Mark Lawrie (LGC 7 January) thinks the problems that are holding back the growth of shared services are political consensus and cultural resistance. The greater stumbling-block, however, is the fact that they fail to deliver much and often create greater costs.
Sharing back-office services is a plausible idea; it is to believe that there are economies in scale.
While it is true that we might achieve efficiencies by reducing the number of managers or consolidating accommodation, far greater efficiencies are always achieved through re-designing, rather than sharing services.
Stockport MBC provides an example: Re-designing the IT help desk led to a massive improvement in service (it now helps!), many more customer problems are resolved at the first point of transaction and a 17% reduction in operating costs, with further efficiencies anticipated.
Despite being exemplary according to conventional HR benchmarking, redesigning the HR service also led to a significant improvement in productivity. Both results would have been obviated if Stockport had followed the sharing mantra.
Worse, adopters of shared back-offices have discovered that it is not as simple as it sounds; variations in HR or finance practice, for example, cannot be simply forced into standardised processes.
Yet this - standardisation - is one of the key features of the shared services dogma. Couple that with splitting the services into front-offices (where customers make contact) and back-offices (where the service work can now be done without the ‘interference’ of the customer), and it is of little surprise that shared service centres experience high levels of failure demand. It is a direct consequence of fragmenting the work.
The idea of back-offices began in the private sector. By de-coupling customers from service provision, it was argued, the resources consumed in providing the services can be optimised (unions would say the labour could be sweated).
But this de-coupling creates an important problem: do the people in the front-office take the same view as to what is required from and for the customer as the people in the back office?
The problem only being compounded by the inevitable more general expertise in the ‘front’ against the (detached) but ‘expert’ view in the ‘back’. (I put expert in inverted commas as this person is not in front of the customer, potentially missing important information)
The back-office protagonists think this can be solved through standardisation, but that only further compounds the problem.
Stockport MBC, like others who have taken a different route, has learned that standardisation is not the route to effective low-cost, high-quality services.
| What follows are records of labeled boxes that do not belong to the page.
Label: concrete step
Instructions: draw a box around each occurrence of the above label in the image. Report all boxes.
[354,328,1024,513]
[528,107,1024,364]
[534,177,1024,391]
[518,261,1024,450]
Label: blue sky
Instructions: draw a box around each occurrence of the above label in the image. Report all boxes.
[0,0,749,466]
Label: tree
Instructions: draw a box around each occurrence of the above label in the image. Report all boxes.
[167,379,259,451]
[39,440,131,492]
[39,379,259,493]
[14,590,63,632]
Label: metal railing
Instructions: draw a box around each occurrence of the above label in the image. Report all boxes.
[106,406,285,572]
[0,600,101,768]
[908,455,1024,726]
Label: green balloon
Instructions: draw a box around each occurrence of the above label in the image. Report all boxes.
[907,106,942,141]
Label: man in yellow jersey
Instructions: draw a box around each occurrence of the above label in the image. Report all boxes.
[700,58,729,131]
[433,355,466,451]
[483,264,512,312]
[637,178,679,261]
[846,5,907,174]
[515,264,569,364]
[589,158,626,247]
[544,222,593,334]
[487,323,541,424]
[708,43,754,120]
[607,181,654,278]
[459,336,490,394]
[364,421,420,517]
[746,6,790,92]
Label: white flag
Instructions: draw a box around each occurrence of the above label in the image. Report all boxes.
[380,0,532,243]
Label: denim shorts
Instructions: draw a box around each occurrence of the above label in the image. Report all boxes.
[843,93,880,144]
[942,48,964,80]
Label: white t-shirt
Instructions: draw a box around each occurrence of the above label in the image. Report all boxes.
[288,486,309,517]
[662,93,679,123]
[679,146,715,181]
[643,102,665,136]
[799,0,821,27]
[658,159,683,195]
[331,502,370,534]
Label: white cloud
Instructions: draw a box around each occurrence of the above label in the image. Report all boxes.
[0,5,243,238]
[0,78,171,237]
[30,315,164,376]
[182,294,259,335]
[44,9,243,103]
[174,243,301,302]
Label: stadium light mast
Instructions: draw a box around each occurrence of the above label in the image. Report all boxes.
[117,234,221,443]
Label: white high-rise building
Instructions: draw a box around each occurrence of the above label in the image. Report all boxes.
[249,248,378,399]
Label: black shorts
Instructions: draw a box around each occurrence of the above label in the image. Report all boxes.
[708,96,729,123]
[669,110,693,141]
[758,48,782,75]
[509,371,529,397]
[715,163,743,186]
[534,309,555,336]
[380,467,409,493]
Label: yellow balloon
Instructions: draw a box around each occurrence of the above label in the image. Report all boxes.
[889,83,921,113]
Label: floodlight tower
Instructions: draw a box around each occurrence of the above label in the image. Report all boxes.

Services have to be designed according to customer demand, which inevitably shows variety.
To absorb that variety, people with the necessary expertise are provided where customers access the service. Not only does this lead to much lower operating costs, the services are personalised and, hence, customers are massively impressed.
Only people can absorb variety. In the typical IT-led front-office/back-office design peoples’ ingenuity is stifled by the requirement to meet activity targets, focusing the service away from its purpose.
It is to realise two counter-intuitive truths: that people need to be in control, not controlled and cost (and with that economy) is in flow, not activity.
This should be warning to local authority managers considering what to do: Many claims for efficiency are based on transaction costs. While it may be true that these new service factories deal with transactions (phone calls and ‘folders’) more cheaply, the volume of transactions typically goes up, inflated by the design.
Legislating for back-offices would be to legislate for higher costs and more misery for public-sector workers. We ought not to do that.